The United States District Court for the District of Maryland recently ordered the EEOC to ante up and pay nearly $1 million in attorneys’ fees for pursuing meritless claims against Freeman, an events planning company. The judge took EEOC to task for failing to realize that it was holding a lousy hand:
World-renowned poker expert Kenny Rogers once sagely advised, “You’ve got to to know when to hold ‘em. Know when to fold ‘em. Know when to walk away.” In the Title VII context, the plaintiff who wishes to avoid paying a defendant’s attorneys’ fees must fold ‘em once its case becomes so groundless that continuing to litigate is unreasonable, i.e. once it is clear it cannot have a winning hand. In this case, once Defendant Freeman revealed the inexplicably shoddy work of the EEOC’s expert witness in its motion to exclude that expert, it was obvious Freeman held a royal flush, while the EEOC held nothing. Yet, instead of folding, the EEOC went all in and defended its expert through extensive briefing in this Court and on appeal. Like the unwise gambler, it did so at its peril. Because the EEOC insisted on playing a hand it could not win, it is liable for Freeman’s reasonable attorneys’ fees.
Unfortunately, this decision is not surprising for two reasons. First, the EEOC was already busted twice on the merits of this case, the District Court noting, “The story of [this case] has been that of a theory in search of facts to support it.” Second, as the Chamber has extensively documented in its 2014 report, the EEOC has a bad habit of pursuing questionable enforcement tactics against employers.
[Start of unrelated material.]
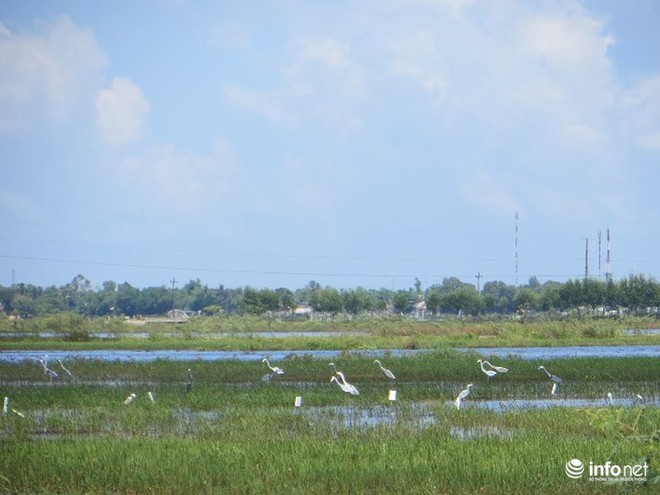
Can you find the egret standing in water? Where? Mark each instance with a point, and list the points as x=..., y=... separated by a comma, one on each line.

Given the criticism that EEOC received in this case, one has to wonder how the litigation got as far as it did. Because while Freeman has recouped at least some its costs, remember that the EEOC will pay this fee award using taxpayer dollars. Indeed, this case is further reminder that Congress needs to call EEOC’s bluff and pass the Litigation Oversight Act of 2015 (H.R. 549), and the EEOC Transparency and Accountability Act (H.R. 550). These two Chamber-backed bills will institute common sense safeguards at the EEOC by returning some litigation authority from the General Counsel and regional attorneys to where it belongs: with the five commissioners who have been nominated by the President and confirmed by the Senate. If these bills become law, EEOC will have to make sure it actually has a winning hand before it goes all in against an employer.